種子の胚乳を食べるほか、木材を家具、まな板、将棋盤などにし、葉を薬にするなど、用途も多く身近な木だが、学問上は疑問の多い植物である。化石にはイチョウただ一種が栽培されながら生き残っているだけで、裸子植物の中での系統上の位置には謎が残る。火災にもよく耐え、切った枝を挿すと容易に発根するほどの生命力の強い植物にしては不思議である。
神社や寺院などに多くみられるイチョウは、民家に植えるのを忌み嫌うが、これは全国的である。イチョウについては多くの伝説が語られており、杖銀杏というのは弘法大師などの高僧が携えた杖を地面にさしたのが成長して枝葉を生じたといわれ、東京・麻布に善福寺にあるものなどはその一例である。
また、逆さ銀杏というのは枝葉が下を向いて生えるのでいったが、イチョウの古木に生じる気根を削って煎じたものを飲むと乳の出がよくなるという乳銀杏の古木が、神奈川県川崎市の影向(ようごう)寺など全国各地にある。
このほか子授け銀杏といって、東京・雑司ヶ谷の鬼子母神(きしもじん)の境内にあるイチョウは、その木を女が抱き、葉または樹皮を肌につけていると子供が授かるという。

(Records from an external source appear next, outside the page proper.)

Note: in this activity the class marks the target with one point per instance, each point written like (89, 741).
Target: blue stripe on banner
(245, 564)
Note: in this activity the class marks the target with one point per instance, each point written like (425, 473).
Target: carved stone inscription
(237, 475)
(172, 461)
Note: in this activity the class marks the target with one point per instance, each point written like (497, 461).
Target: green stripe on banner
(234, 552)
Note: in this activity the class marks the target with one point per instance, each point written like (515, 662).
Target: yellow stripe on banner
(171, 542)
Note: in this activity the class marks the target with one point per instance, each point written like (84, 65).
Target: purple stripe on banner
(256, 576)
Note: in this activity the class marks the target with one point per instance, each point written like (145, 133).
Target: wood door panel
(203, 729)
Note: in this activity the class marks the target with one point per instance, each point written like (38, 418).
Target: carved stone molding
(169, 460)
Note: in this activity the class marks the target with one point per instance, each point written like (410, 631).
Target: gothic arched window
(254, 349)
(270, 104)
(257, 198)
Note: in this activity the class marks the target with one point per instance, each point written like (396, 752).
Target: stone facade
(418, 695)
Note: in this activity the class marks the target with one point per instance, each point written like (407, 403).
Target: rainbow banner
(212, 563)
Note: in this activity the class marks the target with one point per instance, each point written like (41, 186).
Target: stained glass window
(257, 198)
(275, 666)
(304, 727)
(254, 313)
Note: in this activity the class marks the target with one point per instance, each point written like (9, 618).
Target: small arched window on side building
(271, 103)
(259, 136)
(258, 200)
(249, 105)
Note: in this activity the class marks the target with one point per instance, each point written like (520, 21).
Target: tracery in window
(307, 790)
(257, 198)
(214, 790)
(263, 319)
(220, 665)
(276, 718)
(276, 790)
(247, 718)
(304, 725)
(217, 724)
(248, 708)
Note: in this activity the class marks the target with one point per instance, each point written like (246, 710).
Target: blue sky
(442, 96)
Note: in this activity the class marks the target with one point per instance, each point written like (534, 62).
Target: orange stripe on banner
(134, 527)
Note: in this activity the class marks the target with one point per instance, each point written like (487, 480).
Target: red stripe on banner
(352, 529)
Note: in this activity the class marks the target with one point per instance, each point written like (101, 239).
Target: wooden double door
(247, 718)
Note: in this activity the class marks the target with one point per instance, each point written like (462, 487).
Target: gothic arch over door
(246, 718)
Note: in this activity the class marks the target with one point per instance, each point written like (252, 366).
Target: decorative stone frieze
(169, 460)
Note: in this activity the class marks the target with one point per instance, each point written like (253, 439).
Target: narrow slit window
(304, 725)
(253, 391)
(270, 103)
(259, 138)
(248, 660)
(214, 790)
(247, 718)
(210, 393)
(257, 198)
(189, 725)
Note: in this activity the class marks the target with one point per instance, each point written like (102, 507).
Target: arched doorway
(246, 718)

泣き銀杏というものもあるが、そのいわれはさまざまで、有名な千葉県市川市の真間山弘法寺(ままさんぐほうじ)のものは、日頂上人(にっちょうしょうにん、一二五二〜一三一七)が父の勘当を受けたためにこの木の周りを泣きながら読経したからという。
明治維新(一八六八年)後、欧米の近代科学を学んだ日本の学問の成果として、明治二十九年(一八九六)、平瀬作五郎は世界で初めてイチョウに精子がつくられることを発見した。この発見が、植物学上の世界的な大発見と評価されるゆえんは、以下の理由による。
植物にも、動物と同じように雌雄の区別のあることが知られたのが一六九四年のことで、植物の精子は一八二二年にミズゴケ(セン類)で初めて発見された。
以後、多くの植物において精子が発見され隠花植物における精子の存在は一般的となった。しかし、顕花植物には発見されなかった。これは生物界にみられる「飛躍はない」の定理に反することであった。
十九世紀の植物学者は研究をかさね、一八五一年ホフマイスターの「裸子植物のマツ科(当時の分類ではイチョウはマツ科に属していたが、彼がイチョウ、続いて池野成一郎が発見したソテツを、精子をつくる裸子植物と予想したかどうかは不明)の植物の中に精子をつくるものがあるかもしれない……」に至った。
三十二歳のとき、岐阜中学の図面・博物館学の教師だった平瀬は、帝国大学の画工(後に助手)として採用された。四年後、イチョウの研究を開始し、三年後に「精子発見」の日本語論文を発表した。それは図をともわない、わずか三ページ半のものだった。
翌一八九七年にドイツ語で紹介されたこの大発見は世界の植物学者を驚かせた。同年九月、平瀬は帝国大学を退職し、彦根中学校の教諭心得になっている。大学在職八年五か月余の、疾風のような人と人生であったといえる。
明治四十五年(一九一二)、イチョウ精子の発見の功績で平瀬作五郎は、ソテツの精子を発見した池野成一郎とともに、帝国学士院恩賜賞を受賞した。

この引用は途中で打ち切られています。